Messages are written on a cross Thursday honoring Irma Garcia, a teacher who was killed in this week's elementary school shooting, in Uvalde, Texas.
Jae C. Hong
/
AP
Messages are written on a cross Thursday honoring Irma Garcia, a teacher who was killed in this week's elementary school shooting, in Uvalde, Texas.

Fourth-grade teacher Irma Garcia was killed in her Texas classroom on Tuesday, massacred along with her co-teacher and 19 students. Two days later, a family member says her brokenhearted husband died.

The motive for the massacre — the nation's deadliest school shooting since Newtown, Conn., almost a decade ago — remained under investigation, with authorities saying the 18-year-old gunman had no known criminal or mental health history.

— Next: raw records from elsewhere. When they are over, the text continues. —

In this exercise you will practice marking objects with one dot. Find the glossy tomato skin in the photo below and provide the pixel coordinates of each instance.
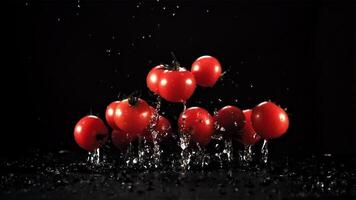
(121, 139)
(90, 133)
(153, 78)
(206, 70)
(163, 129)
(197, 122)
(229, 120)
(269, 120)
(177, 85)
(132, 118)
(248, 135)
(110, 114)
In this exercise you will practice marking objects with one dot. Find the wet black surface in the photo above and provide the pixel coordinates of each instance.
(61, 175)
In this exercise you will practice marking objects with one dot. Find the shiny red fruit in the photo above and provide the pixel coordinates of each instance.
(197, 122)
(153, 78)
(177, 85)
(90, 133)
(269, 120)
(163, 129)
(206, 70)
(110, 114)
(229, 120)
(121, 139)
(248, 135)
(132, 115)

The alleged shooter, Salvador Ramos, was inside the Robb Elementary School classroom in Uvalde for more than an hour before he was killed in a shootout, authorities said Thursday.

The rampage has rocked a country already reeling from gun violence, and the toll has continued to climb in Uvalde, a largely Latino town of some 16,000 people about 75 miles from the Mexican border.

Joe Garcia, 50, had dropped off flowers at his wife's memorial on Thursday morning, The New York Times reported. He "pretty much just fell over" after returning home and died of a heart attack, his nephew John Martinez told the newspaper.

The Archdiocese of San Antonio and the Rushing-Estes-Knowles Mortuary confirmed Joe Garcia's death to The Associated Press. AP was unable to independently reach members of the Garcia family on Thursday.

Archbishop Gustavo García-Siller will hold a Mass on Thursday evening at Sacred Heart Church in Uvalde for the Garcia family and the wider community, the archdiocese said.

Married for 24 years, the couple shared four children. The oldest, Cristian, is serving in the Marine Corps as his brother, Jose, attended Texas State University. Their eldest daughter Lyliana is a high school sophomore, while her younger sister is a seventh grade student.

Martinez, the Garcias' nephew, told the Detroit Free Press that the family was struggling to grasp that while Garcia's son trained for combat, it was his mother who was shot to death.

"Stuff like this should not be happening in schools," he told the newspaper. "It's wrong. It's not OK."

The Garcias loved to barbecue, 48-year-old Irma wrote in an online letter to her students at Robb Elementary. Irma enjoyed listening to music and taking country cruises to Concan, a community along the Frio River about 25 miles north of Uvalde.

The school year, scheduled to end Thursday, was Irma's 23rd year of teaching — all of it at Robb Elementary School. She had been previously named the school's teacher of the year and was a 2019 recipient of the Trinity Prize for Excellence in Education from Trinity University.

"Mrs. Irma Garcia was my mentor when I began teaching," her colleague Allison McCullough wrote when Irma was named teacher of the year. "The wealth of knowledge and patience that she showed me was life changing."

For five years, Irma had co-taught with Eva Mireles, who also was killed.

"Welcome to the 4th grade! We have a wonderful year ahead of us!" Mireles wrote in an online letter to their incoming students last year.